A CAT Scan is used to demonstrate as disc injury at times. This is a computer aided scan that provides cross sections of the body for viewing purposes. This test is much better than a normal x-ray as a diagnostic tool. The CAT scan seems to work much better at the lumbar level than the cervical level.
A magnetic resonance imaging (MRI) also creates significant detail and contains complex computer measurements that assist in the diagnosis of spinal issues. It seems to work better in the cervical region than the lumbar region. A magnetic field with the assistance of radiofrequency waves is used to create the desired image. There is no radiology involved so there is less danger to over exposure. This has become the gold standard for evaluating disc injuries, especially in the cervical region.

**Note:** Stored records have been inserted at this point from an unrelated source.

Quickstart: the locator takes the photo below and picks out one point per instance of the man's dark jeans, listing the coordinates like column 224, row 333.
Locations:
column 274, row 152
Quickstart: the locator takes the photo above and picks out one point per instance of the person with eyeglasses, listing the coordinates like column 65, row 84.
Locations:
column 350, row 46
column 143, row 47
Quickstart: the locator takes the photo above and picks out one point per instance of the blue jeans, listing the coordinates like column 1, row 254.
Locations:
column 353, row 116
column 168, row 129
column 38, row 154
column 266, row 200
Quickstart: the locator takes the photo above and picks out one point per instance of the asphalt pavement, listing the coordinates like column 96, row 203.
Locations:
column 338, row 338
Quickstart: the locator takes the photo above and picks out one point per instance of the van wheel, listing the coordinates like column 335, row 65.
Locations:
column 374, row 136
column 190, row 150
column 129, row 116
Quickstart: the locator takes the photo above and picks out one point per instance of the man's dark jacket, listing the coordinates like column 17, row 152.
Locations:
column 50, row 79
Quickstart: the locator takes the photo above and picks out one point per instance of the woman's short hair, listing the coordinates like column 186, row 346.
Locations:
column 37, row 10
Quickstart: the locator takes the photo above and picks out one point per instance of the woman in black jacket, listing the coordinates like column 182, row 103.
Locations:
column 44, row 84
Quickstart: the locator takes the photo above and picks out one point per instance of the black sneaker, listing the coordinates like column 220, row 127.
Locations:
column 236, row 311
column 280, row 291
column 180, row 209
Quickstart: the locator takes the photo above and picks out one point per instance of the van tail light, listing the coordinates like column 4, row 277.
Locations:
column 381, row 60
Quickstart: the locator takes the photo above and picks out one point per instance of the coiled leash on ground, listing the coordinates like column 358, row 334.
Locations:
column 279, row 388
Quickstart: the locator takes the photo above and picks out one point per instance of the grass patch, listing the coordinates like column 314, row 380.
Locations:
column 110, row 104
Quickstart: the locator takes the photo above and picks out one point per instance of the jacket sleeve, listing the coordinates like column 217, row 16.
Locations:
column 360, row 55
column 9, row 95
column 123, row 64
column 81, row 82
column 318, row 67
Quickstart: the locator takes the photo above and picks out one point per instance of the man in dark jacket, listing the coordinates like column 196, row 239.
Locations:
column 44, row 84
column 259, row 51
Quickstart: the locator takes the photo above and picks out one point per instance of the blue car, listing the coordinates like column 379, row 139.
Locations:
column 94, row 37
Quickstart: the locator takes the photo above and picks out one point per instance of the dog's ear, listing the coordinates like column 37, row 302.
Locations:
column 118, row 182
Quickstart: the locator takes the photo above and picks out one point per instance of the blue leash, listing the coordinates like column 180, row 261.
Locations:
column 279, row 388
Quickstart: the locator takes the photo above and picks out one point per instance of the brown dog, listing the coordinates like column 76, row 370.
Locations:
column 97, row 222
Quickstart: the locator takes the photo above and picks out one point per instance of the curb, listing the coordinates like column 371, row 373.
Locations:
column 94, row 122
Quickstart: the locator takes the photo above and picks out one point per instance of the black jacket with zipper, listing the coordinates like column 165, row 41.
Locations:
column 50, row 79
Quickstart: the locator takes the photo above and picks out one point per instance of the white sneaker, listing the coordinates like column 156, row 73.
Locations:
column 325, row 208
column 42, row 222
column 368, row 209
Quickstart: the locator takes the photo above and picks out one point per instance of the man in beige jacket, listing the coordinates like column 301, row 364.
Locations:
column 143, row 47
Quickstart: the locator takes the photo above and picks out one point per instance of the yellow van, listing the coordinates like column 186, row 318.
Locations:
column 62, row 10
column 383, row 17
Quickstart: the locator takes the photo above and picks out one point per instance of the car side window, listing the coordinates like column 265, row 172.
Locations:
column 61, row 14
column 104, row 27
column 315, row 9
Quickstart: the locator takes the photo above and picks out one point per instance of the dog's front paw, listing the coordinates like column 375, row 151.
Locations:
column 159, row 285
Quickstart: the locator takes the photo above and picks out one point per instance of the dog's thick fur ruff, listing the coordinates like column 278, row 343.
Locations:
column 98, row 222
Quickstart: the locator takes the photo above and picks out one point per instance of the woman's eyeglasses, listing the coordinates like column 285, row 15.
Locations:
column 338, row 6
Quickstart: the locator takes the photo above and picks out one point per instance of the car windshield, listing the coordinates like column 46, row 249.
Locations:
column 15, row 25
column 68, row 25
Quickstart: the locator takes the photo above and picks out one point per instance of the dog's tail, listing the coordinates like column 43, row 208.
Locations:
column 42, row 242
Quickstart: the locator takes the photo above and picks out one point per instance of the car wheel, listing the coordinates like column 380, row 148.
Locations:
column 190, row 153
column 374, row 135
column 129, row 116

A technique sometimes used by providers to diagnose pain is what is called a thermography procedure. This procedure measures surface body temperature that supposedly assists the treating provider in diagnosis pain patterns. These tests have not necessarily been embraced by all physicians but chiropractors tend to use them mostly.

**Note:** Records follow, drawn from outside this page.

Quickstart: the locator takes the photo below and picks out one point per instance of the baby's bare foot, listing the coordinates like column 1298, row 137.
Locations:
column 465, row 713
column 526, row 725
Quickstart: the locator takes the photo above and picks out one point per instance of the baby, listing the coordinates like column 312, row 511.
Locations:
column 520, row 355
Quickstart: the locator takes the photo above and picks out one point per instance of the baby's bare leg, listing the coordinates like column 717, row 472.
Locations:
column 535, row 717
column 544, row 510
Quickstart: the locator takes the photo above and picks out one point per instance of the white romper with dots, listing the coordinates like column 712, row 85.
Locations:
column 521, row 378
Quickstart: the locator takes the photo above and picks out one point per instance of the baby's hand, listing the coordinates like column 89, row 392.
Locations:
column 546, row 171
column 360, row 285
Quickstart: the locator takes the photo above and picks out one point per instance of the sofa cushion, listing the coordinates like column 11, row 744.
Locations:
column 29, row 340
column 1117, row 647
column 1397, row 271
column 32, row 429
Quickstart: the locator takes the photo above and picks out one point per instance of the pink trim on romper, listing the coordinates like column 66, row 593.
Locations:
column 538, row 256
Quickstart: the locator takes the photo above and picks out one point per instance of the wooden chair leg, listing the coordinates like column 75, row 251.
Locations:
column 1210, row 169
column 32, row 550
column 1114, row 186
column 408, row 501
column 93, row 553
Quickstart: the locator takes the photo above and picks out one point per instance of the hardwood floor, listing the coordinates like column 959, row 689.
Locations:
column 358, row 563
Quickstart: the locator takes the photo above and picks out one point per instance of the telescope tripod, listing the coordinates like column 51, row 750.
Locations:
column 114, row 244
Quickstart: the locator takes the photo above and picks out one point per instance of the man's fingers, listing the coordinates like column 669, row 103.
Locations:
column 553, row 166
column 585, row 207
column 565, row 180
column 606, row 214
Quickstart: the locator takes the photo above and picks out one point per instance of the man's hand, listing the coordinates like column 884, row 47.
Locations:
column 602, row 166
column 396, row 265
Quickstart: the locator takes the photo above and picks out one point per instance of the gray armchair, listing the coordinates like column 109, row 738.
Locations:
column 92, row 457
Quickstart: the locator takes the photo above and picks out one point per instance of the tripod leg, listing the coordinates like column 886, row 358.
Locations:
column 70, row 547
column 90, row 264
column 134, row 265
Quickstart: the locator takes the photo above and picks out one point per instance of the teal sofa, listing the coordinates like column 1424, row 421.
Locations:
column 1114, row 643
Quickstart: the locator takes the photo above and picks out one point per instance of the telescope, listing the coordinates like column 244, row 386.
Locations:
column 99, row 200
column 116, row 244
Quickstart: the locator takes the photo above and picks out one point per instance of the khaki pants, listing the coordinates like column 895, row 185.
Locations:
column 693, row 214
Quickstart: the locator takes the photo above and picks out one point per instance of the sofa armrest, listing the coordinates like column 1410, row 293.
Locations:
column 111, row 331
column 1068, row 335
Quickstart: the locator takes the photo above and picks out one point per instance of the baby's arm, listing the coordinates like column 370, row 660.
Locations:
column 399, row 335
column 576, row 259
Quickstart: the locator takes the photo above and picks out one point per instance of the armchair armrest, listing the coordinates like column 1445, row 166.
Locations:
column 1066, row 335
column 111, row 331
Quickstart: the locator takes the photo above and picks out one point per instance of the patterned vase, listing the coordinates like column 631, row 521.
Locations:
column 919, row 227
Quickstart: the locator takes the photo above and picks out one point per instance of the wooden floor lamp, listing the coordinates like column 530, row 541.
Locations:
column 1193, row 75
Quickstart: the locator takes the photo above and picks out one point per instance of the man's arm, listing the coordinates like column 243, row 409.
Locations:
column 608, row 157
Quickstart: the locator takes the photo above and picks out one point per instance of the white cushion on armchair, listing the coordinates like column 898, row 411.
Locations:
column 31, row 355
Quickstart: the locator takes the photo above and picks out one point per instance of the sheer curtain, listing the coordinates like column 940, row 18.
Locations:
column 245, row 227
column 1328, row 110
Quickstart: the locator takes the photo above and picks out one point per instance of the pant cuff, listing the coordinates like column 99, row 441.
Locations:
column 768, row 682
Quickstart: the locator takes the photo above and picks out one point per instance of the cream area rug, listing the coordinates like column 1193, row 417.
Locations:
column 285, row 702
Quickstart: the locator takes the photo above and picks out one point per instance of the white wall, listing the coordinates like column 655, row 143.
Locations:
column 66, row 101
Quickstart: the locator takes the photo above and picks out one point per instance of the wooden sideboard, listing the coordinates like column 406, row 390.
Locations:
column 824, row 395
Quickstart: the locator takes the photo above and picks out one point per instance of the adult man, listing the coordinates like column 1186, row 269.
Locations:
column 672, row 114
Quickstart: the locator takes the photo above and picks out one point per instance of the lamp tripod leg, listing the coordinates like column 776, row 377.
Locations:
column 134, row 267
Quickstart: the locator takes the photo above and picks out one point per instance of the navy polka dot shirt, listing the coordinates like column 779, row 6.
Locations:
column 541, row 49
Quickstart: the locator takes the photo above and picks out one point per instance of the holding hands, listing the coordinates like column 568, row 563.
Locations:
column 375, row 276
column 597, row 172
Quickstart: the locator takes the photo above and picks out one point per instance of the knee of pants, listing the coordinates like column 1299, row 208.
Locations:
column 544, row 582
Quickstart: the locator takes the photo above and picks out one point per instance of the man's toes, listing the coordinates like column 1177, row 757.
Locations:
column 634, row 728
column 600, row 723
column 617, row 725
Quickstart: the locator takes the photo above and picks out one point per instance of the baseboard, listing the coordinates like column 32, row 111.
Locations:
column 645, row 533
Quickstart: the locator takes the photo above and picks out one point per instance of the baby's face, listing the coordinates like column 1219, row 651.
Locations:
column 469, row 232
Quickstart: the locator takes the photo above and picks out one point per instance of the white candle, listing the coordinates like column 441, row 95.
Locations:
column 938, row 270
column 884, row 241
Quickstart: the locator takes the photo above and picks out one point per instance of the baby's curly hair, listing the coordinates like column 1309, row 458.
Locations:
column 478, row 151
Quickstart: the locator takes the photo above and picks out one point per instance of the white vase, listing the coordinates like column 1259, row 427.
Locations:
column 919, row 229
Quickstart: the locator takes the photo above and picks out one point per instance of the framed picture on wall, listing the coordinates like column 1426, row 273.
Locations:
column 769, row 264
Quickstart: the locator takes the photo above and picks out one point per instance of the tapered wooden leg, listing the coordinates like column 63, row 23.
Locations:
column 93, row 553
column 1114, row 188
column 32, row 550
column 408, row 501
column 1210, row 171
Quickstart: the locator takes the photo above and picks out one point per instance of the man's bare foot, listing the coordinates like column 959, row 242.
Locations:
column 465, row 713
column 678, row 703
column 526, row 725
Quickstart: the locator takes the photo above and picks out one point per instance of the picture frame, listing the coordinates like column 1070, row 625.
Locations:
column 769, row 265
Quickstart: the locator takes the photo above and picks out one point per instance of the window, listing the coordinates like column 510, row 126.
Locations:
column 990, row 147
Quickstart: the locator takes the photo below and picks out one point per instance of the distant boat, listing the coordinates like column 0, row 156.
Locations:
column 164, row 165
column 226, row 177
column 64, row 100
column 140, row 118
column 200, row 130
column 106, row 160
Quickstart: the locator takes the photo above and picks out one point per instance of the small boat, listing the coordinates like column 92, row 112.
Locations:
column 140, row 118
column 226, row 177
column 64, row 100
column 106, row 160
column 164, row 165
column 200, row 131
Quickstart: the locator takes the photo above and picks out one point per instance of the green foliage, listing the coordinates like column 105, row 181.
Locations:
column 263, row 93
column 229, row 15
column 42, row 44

It is very important for the medical provider to determine if there is neurological involvement with any injury. The provider will attempt to elicit response to pin prick, stretching, or reflex tests, visualize atrophy or anything else that will demonstrate nerve root involvement. If there is nerve involvement, this would suggest a serious injury and one that might require surgical intervention, especially if the injury persists after initial swelling and inflammation subsides.

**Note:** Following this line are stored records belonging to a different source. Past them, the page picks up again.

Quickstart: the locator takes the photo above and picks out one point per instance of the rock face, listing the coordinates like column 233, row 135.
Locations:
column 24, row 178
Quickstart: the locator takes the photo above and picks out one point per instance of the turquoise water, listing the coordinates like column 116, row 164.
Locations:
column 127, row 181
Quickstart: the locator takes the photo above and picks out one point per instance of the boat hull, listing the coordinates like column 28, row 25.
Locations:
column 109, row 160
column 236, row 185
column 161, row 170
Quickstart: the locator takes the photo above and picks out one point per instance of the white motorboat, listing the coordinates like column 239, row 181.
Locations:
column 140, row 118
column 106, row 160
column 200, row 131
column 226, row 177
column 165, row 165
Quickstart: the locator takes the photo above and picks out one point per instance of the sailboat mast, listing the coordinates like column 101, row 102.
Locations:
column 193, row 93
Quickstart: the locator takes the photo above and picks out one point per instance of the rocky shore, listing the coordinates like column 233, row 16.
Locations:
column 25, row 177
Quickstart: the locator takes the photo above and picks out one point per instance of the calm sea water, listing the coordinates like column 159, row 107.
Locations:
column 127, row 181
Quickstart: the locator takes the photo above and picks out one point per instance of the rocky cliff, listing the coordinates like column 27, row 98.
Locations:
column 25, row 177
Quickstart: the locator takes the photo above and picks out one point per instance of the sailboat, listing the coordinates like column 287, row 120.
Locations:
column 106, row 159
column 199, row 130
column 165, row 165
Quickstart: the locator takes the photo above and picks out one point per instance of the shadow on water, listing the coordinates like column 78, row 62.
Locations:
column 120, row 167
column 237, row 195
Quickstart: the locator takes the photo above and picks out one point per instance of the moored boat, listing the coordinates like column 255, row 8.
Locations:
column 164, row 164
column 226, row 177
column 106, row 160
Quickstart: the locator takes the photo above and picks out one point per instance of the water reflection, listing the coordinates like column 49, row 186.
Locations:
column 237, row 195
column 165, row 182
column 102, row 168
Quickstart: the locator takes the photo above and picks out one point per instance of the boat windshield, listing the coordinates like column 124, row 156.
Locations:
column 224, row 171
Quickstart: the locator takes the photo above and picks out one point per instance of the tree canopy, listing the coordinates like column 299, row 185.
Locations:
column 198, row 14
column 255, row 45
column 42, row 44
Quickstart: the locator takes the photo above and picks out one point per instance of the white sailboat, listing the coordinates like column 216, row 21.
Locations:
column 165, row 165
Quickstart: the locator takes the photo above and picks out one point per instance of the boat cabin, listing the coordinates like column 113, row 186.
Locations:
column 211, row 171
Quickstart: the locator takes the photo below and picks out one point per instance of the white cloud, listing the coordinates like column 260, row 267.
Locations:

A treating physician is concerned about both the subjective complaints of his patient as well as objective findings he determines upon physical examination. Although almost all doctors will treat on subjective complaints of the patient alone, it is helpful to the ultimate diagnosis if there are objective findings such as muscle spasm, atrophy, tightness, range of motion problems or neurological deficits upon examination. Certainly, an MRI finding would be one of the more significant objective findings.
The standard course of treatment for neck and back injuries includes immobilization, muscle relaxants, anti inflammatory medications, physical therapy to the effected areas, traction, exercises, manual manipulation, reduced activities and use of a neck or back brace as well as injections if the injury warrants it. Each injury is treated somewhat different depending on the subjective complaints and objective findings.
In some cases, the treating physician may be asked by the experienced attorney to provide what is called a permanency rating. The American Medical Association has established guidelines for the evaluation of permanent impairment. These have traditionally been used in the worker’s compensation context but have also been widely used in the automobile accident context where appropriate. Essentially, by following the guidelines, the physician can arrive at numerical value to associate with the condition of the plaintiff. In addition to the factors used in the AMA Guide, Maryland has adopted what is known as 5 additional factors for a physician to use in establishing a permanency rating. These include pain, atrophy, weakness, loss of function and loss of endurance. With the combination of the AMA Guides and the 5 Maryland factors, the plaintiff can obtain a fair permanency rating.